そこで感じたのは、「いわゆるスリークなスポーティーさではなく、おおらかなゆとりを伸びやかに表現していることでした。マツダのスポーティーさとは全く違うものです」と玉谷さん。「こういう豊かさをマツダに移植できないか、そういうチャンスはないかなとずっと前から思っていたんです。今回はそれを引き出さなければいけない状況になりましたので、やってみようと。そこでチームに、ちょっと格好良さと違うことをやるよといって、アイディアを出してもらいました」と打ち明ける。

そこから様々なアイディアスケッチを吟味して、「2列目、3列目をしっかり見せるような骨格で表現していこうとした」。そしてどうフィニッシュさせるかはデザイナーの腕次第となった。

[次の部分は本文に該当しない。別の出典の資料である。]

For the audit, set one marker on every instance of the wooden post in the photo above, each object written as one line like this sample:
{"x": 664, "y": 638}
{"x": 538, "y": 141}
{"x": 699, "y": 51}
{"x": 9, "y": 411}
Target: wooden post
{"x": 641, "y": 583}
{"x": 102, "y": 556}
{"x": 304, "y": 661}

しかしここでもうひとつ難関が待ち構えていた。CX-60との流用エリアが多く、思ったような豊かさが表現できるかが課題となった。その流用エリアとは、Bピラーから前が共通であること。「フロントドアはぴったり入れ替えられます。デザインも全く一緒。フロントバンパーもボンネットもフェンダーも、フロントウィンドシールドも全く一緒なんです」。違いはAピラーのフロントウィンドシールドの上側から後ろへ、微妙にルーフサイドが太くなっていく部分や、ルーフのスタートの角度程度。そしてリフトゲートとリアコンビランプはCX-70やCX-90と全く一緒だ。結果、「前と後ろが塞がっていて、その間を作るわけです。そのエリアでいままでのマツダにはなかった豊かさを表現しようというのはチャレンジングでした」と振り返る。

◆「マツダの格好良い方程式」を崩したデザイン
そもそも「マツダの格好良い方程式」とは何なのか。それは「動き」にあるという。「スタンスが良くて前方に向かって跳躍していくようなライブリーな動きを表現していこうとしたら、キャビンは上下に薄くタイトにして、ボディーが少し上下に分厚くなって、腰あたりに肉感が強くて光も全体のその跳躍感を表現するようなもの。それがマツダの格好良さの方程式なんです」と玉谷さんは説明する。

だがCX-80では、「その一部を崩そう」とした。特に、「骨格全体で表現するこのエモーショナルな跳躍感を極端にやるのはやめようとしたんです」と玉谷さん。ハイブランドのクルマ達は、「直線的な表現で、建築的に空間を見せていたりする」ことから、そうした要素を積極的に取り入れることとした。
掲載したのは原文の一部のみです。